Code Execution
Add code execution as a capability for your AG2 agents with the PythonCodeExecutionTool
! Utilizing a provided Python environment, whether that's the system one, a local virtual one, or a Docker container, your agents can generate, run and utilize the results of Python code.
The ability to execute code enables your agents to not only create code for applications but also to validate hypotheses, validate existing code, and cycle through code iterations until a working solution can be found.
Warning
Executing code, particularly code generated by an LLM, has inherent risks.

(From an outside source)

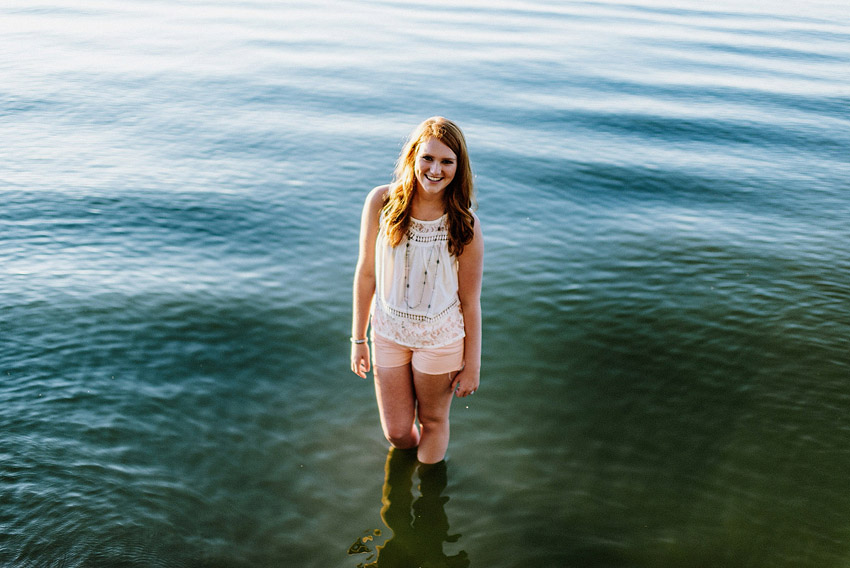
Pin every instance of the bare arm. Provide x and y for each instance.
(470, 270)
(364, 280)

Different environments offer different levels of isolation: - System environment: No isolation - code runs directly on your system - Virtual environment: Package isolation only - still executes within your operating system - Docker environment: Container isolation - provides stronger separation from your host system
The PythonCodeExecutionTool
is comprised of a Python environment and a working directory, both of which you need to specify.
Installation#
No additional extras/packages are required for basic usage, and this tool will work for Mac, Windows, and Linux.

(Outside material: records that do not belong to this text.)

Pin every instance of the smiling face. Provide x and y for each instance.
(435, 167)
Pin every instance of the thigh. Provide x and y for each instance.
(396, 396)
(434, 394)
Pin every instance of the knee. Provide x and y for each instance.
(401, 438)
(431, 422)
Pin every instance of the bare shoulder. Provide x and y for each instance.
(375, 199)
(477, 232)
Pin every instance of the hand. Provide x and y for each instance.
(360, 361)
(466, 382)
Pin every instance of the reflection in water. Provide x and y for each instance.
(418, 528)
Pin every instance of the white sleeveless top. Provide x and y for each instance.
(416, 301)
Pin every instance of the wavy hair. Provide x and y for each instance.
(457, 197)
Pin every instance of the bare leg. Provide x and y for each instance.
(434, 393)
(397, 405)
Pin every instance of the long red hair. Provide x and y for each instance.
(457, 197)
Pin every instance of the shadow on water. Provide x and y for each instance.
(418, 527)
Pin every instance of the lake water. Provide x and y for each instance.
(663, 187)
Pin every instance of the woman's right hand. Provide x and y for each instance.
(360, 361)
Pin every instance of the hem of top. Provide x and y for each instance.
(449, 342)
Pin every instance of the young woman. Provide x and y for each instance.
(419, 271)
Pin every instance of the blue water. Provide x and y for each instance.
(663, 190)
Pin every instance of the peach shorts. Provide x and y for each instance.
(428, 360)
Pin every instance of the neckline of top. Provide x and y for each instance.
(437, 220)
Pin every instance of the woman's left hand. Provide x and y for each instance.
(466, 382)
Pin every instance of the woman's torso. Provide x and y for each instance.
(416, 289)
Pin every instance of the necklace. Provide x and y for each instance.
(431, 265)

For Docker environments, you need to have Docker installed and running on your system.
You will need to have the Python versions you want to run installed. The tool will not install a specific Python version for you.
Environments#
There are three environments the tool can run code in: 1. System Environment - this is equivalent to your terminal or command prompt, and utilizes the Python interpreter (version) available by default at your system-level. 2. Virtual Environment (venv) - utilizing Python's virtual environment capabilities, this has its own independent set of Python packages. 3. Docker Environment - executes code within Docker containers, providing stronger isolation and environment control.
You create and pass these in using the python_environment
parameter of the PythonCodeExecutionTool
.
Tip
In terms of isolation and security:
- System environment is the least isolated
- Virtual environment provides package isolation but still executes on your system
- Docker environment provides the strongest isolation and is recommended for untrusted code
System Environment#
The SystemPythonEnvironment
uses the operating system's Python environment. It allows you to run code with all the installed packages.

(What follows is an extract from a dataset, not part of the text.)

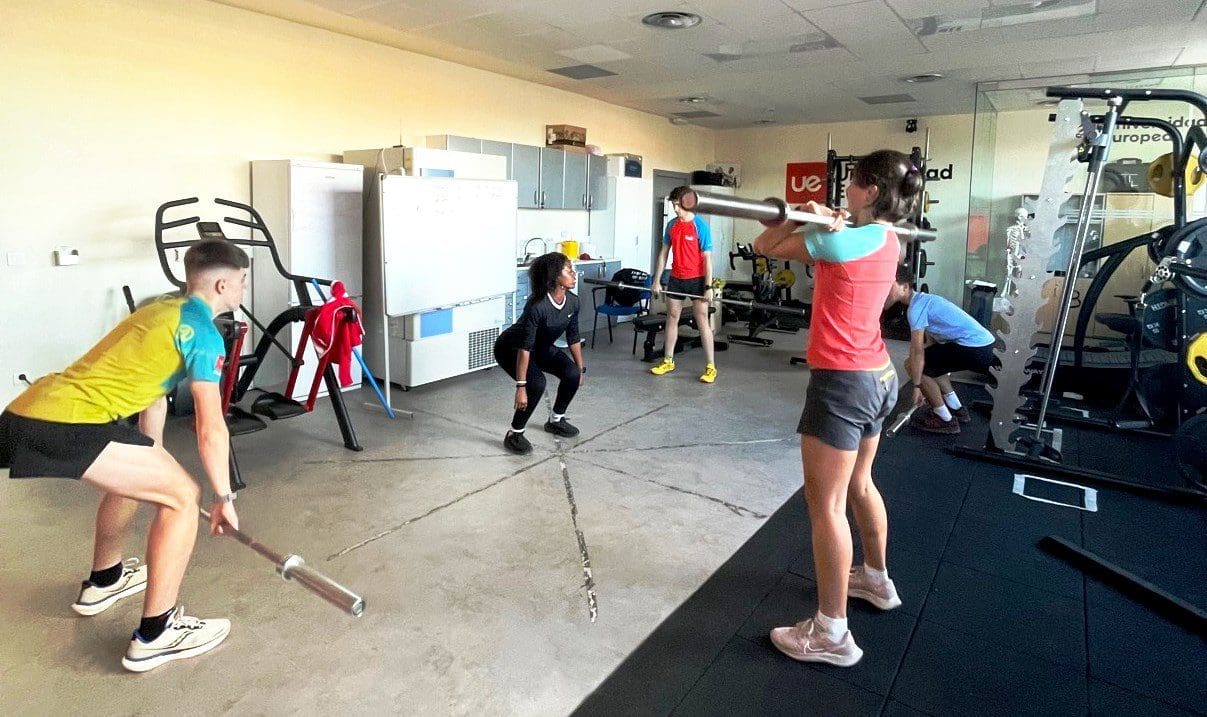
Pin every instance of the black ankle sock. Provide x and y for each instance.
(103, 578)
(152, 627)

There is only one, optional, parameter for the SystemPythonEnvironment
and that's executable
which can be a path (including filename) to the Python executable. This is useful if you have multiple Python interpreters installed and want to execute the code with a specific Python one.
Venv Environment#
The VenvPythonEnvironment
uses or creates a virtual environment to run the code in. This provides package isolation from the operating system Python environment.
The parameters for the VenvPythonEnvironment
allow you to use existing, or create new, virtual environments.
Parameter | Description |
---|---|
python_version | If you do not specify a python_path or a venv_path with an existing virtual environment, a virtual environment with the specified Python version will be created. The Python version must already exist, it will not be installed. |
python_path | If you want to use a specific Python interpreter you can pass in the path (and filename) of it. This takes precedence over the python_version , but will not be used if the venv_path is provided and a virtual environment already exists. |
venv_path | If you want to use an existing virtual environment or want a new one to be created in a specific location, you can specify a path for it. |
Tip
If you pass in a python_version
the tool will look for the Python interpreter executable in typical locations on disk. However, if yours is installed elsewhere you will need to use the python_path
to specify the correct location.
Note: The virtual environment directory will not be removed by the tool.
Docker Environment#
The DockerPythonEnvironment
executes code within Docker containers, providing stronger isolation from the host system and greater flexibility in environment configuration.
Key parameters for the DockerPythonEnvironment
include:
Parameter | Description |
---|---|
image | Docker image to use (e.g., python:3.11-slim ). Defaults to Python 3.11. |
pip_packages | List of pip packages to install in the container. |
requirements_file | Path to a requirements.txt file to install in the container. |
volumes | Dictionary mapping host paths to container paths for mounting volumes. |
dockerfile | Optional path to a Dockerfile to build and use instead of pulling an image. |
cleanup_container | Whether to remove the container after use. Defaults to True . |
keep_container_running | Whether to keep the container running after execution. Defaults to False . |
Tip
The Docker environment offers the strongest isolation for executing untrusted code. It's highly recommended for running code from LLMs in production systems or when working with potentially risky operations.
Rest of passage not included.